The new-found assertiveness over taxation, banking and health service reform provoked Conservative legislators this month to ask Prime Minister David Cameron publicly whether he or Clegg was running the country.
The accusation was music to the ears of Lib Dem activists and lawmakers frustrated by the earlier reluctance to trumpet the party’s achievements in government.
“This nails the lie that the Lib Dems are patsies. We are having real influence,” said Norman Lamb, a Lib Dem lawmaker and senior aide to Clegg.
A senior Lib Dem official said the “differentiation” strategy would continue but insisted it would not prejudice the party’s commitment to the coalition’s austerity measures to reduce a record budget deficit over four years.
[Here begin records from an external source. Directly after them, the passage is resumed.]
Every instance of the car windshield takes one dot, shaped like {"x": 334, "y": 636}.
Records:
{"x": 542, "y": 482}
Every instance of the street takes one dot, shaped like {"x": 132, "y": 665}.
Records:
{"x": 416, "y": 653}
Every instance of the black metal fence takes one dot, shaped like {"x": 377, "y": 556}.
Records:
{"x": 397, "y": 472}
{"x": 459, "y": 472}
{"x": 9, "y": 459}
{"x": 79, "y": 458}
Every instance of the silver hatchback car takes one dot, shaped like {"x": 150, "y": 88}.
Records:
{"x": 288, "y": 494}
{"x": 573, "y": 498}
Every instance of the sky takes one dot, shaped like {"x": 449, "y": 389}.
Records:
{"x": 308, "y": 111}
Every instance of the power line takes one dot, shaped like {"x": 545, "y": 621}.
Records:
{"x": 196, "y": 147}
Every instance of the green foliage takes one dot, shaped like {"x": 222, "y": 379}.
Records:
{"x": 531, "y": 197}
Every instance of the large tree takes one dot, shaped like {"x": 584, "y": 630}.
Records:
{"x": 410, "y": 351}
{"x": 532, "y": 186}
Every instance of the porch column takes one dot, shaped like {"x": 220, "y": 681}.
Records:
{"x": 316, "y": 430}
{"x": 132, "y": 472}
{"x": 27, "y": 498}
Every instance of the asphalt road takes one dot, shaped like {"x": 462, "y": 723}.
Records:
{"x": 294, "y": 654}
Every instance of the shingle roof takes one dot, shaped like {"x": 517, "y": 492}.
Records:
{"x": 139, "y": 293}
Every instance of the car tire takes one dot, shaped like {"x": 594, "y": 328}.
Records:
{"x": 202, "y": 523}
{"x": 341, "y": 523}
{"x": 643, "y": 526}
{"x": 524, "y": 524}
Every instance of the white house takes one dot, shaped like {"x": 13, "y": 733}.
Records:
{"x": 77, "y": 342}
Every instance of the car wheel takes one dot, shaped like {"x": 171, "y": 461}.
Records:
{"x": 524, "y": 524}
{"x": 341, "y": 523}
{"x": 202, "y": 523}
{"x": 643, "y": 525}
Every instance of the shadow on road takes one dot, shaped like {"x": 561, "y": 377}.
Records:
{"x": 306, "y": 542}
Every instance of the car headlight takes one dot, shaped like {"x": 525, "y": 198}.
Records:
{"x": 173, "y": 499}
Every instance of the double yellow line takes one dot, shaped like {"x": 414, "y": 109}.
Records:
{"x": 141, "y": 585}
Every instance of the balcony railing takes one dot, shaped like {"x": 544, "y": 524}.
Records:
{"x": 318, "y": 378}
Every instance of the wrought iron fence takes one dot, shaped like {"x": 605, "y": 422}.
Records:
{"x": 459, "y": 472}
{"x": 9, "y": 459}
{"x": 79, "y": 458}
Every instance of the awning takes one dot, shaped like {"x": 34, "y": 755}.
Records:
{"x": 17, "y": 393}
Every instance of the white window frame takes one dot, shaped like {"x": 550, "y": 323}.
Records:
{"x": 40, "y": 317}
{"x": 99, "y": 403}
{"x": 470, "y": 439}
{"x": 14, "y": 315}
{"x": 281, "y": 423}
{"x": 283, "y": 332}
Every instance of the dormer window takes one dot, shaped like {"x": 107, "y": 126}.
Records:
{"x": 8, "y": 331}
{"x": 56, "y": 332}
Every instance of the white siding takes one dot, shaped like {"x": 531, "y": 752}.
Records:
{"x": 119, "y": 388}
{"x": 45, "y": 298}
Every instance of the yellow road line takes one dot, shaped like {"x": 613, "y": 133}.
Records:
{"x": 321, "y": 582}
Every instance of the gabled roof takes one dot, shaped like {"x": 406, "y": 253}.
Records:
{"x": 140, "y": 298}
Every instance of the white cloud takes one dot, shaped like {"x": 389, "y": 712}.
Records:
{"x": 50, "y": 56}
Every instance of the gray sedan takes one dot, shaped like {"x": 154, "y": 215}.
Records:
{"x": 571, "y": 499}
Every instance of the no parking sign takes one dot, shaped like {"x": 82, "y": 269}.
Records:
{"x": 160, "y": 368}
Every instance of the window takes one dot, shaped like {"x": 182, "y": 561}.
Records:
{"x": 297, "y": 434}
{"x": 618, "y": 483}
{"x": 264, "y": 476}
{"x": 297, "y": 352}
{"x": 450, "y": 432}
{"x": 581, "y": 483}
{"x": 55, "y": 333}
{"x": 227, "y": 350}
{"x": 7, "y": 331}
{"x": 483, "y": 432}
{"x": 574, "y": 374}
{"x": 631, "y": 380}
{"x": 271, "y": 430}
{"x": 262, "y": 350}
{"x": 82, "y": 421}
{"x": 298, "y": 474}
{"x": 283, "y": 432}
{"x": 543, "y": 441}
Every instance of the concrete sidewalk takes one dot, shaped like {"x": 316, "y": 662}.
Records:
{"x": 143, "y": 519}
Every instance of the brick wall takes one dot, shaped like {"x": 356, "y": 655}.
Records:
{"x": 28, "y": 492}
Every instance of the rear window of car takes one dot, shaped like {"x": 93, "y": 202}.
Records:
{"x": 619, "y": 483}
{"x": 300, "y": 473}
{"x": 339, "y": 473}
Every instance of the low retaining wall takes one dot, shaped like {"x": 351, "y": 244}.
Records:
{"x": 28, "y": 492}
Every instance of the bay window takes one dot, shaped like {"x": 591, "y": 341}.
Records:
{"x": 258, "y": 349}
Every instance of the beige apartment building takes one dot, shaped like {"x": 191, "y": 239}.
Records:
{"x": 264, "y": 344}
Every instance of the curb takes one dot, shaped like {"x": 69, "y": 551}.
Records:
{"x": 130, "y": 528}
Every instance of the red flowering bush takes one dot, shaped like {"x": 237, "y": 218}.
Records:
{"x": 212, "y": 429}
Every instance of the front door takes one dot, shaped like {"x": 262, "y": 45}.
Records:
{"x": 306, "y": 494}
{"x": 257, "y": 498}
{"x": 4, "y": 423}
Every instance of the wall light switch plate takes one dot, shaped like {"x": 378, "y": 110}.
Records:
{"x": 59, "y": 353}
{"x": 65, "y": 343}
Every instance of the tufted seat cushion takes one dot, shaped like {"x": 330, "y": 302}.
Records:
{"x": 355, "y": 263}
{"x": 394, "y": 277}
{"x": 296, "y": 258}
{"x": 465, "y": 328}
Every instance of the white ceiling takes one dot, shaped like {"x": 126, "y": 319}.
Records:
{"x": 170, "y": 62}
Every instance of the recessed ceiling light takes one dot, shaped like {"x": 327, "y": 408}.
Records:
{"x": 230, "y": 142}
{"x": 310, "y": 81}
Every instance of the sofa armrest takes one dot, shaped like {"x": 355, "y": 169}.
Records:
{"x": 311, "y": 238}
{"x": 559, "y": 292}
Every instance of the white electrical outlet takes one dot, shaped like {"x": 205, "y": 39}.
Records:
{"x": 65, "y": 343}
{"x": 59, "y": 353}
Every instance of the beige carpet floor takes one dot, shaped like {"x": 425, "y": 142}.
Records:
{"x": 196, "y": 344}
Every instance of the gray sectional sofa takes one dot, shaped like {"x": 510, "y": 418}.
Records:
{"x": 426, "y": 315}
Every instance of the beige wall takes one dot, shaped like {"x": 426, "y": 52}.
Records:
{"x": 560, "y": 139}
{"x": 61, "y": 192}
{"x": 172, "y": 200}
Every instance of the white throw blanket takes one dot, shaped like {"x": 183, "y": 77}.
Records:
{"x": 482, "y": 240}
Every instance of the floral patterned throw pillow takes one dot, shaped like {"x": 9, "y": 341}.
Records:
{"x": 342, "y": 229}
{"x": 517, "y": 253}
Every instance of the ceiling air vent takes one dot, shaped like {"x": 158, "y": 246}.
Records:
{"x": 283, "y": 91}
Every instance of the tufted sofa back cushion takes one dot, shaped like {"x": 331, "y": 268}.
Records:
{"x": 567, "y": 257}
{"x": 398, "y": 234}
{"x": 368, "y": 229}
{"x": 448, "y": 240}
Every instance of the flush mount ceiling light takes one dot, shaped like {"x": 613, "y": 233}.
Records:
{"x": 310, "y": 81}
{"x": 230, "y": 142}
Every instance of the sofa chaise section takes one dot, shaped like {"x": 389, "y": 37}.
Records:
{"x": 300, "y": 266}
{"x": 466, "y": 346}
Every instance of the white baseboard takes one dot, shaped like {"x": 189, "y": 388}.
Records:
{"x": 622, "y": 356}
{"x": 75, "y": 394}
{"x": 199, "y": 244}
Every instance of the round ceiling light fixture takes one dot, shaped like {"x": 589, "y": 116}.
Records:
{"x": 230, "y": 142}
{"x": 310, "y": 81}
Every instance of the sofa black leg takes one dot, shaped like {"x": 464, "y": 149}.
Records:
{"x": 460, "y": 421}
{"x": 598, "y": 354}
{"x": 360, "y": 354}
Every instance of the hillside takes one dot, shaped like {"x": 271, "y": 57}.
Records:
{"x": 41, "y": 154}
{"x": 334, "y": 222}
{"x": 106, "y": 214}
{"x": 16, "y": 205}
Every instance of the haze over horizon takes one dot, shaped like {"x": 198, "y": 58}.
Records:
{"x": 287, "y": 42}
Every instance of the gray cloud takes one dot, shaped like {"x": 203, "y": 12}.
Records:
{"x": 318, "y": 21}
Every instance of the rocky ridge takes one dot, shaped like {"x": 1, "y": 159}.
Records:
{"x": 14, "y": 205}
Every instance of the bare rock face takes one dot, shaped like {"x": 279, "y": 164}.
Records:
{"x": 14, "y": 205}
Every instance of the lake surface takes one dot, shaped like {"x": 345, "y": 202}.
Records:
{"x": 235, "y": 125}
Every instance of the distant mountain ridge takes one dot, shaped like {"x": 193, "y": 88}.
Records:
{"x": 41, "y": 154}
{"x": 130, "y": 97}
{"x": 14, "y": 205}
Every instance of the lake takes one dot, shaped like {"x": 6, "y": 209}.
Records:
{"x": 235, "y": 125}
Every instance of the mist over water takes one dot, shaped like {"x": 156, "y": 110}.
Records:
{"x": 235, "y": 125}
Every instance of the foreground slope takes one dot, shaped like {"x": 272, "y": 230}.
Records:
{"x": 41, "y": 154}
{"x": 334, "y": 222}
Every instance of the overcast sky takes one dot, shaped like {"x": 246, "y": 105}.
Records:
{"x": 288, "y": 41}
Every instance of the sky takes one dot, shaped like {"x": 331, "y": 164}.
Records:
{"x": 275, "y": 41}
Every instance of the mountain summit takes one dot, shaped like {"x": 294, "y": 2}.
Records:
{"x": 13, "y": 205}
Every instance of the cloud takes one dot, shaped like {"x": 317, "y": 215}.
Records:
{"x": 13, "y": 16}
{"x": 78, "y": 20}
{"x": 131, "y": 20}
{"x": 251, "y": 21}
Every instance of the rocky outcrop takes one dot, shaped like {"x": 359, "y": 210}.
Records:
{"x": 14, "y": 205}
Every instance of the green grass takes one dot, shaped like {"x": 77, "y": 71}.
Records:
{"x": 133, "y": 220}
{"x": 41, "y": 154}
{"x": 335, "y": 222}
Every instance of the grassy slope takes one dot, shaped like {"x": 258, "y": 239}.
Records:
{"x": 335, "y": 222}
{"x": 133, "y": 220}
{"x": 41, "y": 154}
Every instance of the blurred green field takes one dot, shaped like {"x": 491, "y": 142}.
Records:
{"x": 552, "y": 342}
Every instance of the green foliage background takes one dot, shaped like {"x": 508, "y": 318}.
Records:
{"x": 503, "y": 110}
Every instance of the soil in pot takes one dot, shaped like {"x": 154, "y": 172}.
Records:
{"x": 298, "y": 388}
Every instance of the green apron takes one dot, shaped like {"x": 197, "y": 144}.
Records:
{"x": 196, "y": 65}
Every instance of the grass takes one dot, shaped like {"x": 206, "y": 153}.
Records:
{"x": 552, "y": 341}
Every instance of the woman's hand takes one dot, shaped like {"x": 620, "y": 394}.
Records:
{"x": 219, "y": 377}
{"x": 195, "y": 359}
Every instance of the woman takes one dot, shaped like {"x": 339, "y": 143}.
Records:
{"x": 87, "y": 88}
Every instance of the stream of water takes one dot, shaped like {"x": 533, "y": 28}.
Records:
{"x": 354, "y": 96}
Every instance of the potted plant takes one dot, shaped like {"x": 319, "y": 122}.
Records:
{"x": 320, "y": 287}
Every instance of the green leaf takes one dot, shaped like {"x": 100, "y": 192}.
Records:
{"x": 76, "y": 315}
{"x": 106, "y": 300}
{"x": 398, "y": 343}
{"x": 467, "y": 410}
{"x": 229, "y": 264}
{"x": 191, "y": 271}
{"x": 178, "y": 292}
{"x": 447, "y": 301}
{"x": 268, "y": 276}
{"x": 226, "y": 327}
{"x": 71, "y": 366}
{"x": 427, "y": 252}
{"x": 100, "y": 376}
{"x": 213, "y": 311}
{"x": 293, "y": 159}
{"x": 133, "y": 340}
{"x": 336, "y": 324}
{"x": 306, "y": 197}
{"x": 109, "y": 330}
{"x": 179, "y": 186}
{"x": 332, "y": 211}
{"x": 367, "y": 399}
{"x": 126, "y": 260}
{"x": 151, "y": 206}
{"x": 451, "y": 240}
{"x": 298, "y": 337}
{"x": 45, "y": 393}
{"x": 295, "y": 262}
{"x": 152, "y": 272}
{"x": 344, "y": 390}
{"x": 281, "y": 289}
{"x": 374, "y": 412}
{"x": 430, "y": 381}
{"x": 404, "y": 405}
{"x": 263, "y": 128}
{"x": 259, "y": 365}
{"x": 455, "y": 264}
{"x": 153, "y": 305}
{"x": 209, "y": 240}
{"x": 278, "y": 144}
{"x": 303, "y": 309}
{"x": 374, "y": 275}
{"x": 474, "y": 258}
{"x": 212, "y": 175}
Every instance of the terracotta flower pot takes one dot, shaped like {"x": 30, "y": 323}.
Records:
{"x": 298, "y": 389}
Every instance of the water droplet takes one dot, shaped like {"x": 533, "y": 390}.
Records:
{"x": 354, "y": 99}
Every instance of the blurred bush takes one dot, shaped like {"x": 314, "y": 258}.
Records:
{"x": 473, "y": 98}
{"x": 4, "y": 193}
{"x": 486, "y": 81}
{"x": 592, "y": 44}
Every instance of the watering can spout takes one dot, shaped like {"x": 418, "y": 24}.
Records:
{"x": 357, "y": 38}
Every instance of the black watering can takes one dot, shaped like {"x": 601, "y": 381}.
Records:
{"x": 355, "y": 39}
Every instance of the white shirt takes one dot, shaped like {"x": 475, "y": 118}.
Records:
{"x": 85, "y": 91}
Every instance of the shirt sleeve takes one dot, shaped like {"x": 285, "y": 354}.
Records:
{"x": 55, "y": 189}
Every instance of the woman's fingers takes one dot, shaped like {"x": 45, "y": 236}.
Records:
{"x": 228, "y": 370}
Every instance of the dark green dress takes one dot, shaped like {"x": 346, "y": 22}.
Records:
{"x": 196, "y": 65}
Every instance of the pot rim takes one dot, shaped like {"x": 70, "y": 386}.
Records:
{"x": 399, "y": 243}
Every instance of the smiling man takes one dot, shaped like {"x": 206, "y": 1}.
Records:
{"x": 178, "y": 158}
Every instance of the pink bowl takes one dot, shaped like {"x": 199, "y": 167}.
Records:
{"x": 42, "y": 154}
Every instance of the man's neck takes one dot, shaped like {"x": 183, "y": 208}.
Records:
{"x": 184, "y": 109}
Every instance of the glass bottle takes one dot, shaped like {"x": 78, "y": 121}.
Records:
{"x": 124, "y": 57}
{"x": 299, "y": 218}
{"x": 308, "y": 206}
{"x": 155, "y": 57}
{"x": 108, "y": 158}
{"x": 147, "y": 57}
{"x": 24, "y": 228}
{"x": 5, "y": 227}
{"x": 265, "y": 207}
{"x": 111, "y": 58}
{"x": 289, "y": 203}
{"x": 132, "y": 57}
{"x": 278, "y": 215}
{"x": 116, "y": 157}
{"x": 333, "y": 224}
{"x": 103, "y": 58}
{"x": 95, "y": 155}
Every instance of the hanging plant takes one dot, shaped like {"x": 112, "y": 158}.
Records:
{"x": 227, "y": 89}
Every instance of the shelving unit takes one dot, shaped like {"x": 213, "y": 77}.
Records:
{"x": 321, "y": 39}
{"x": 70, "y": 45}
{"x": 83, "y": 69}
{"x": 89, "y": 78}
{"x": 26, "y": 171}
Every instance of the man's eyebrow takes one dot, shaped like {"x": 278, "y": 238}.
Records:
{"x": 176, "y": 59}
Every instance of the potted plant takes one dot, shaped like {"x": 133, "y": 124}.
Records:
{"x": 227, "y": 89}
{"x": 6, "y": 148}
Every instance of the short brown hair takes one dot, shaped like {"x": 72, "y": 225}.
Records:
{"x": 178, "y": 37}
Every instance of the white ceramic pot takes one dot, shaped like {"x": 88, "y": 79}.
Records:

“We’ll still have to differentiate ourselves going forward, and the thing for the party and the leadership is to decide what those issues are, because you don’t want to differentiate on everything,” the official said.
Possible areas where the Lib Dems could become more distinctive include reviving an election promise to tax wealth by a levy on valuable houses, as well as demanding a more interventionist industrial policy to create jobs, CenterForum’s Nicholson said.
The Lib Dems and the Conservatives were unlikely ideological bed fellows after the 2010 election ended the Labour party’s 13-year hold on power.
However, personal chemistry between Clegg and Cameron helped to seal the agreement and the Lib Dems signed up to an austerity drive, alienating many of their supporters by backing higher tuition fees for university students.
Support for the Lib Dems has stabilized at around 12-13 percent in polls, down 10 points from last year’s election, but better than some party members had feared.
By contrast support for their Conservative partners remains close to the 36 percent gained in the May 2010 poll, with the opposition Labour party slightly ahead.
One restraint on the Lib Dems is the awareness they have no option but to continue with the coalition, as an early exit would be political suicide.
“We would lose on every count if we got out now,” said David Hall-Matthews, head of the Social Liberal Forum, an influential left-wing grouping in the party. “We would not be looking like we were principled, we would be looking like we weren’t cut out for government.”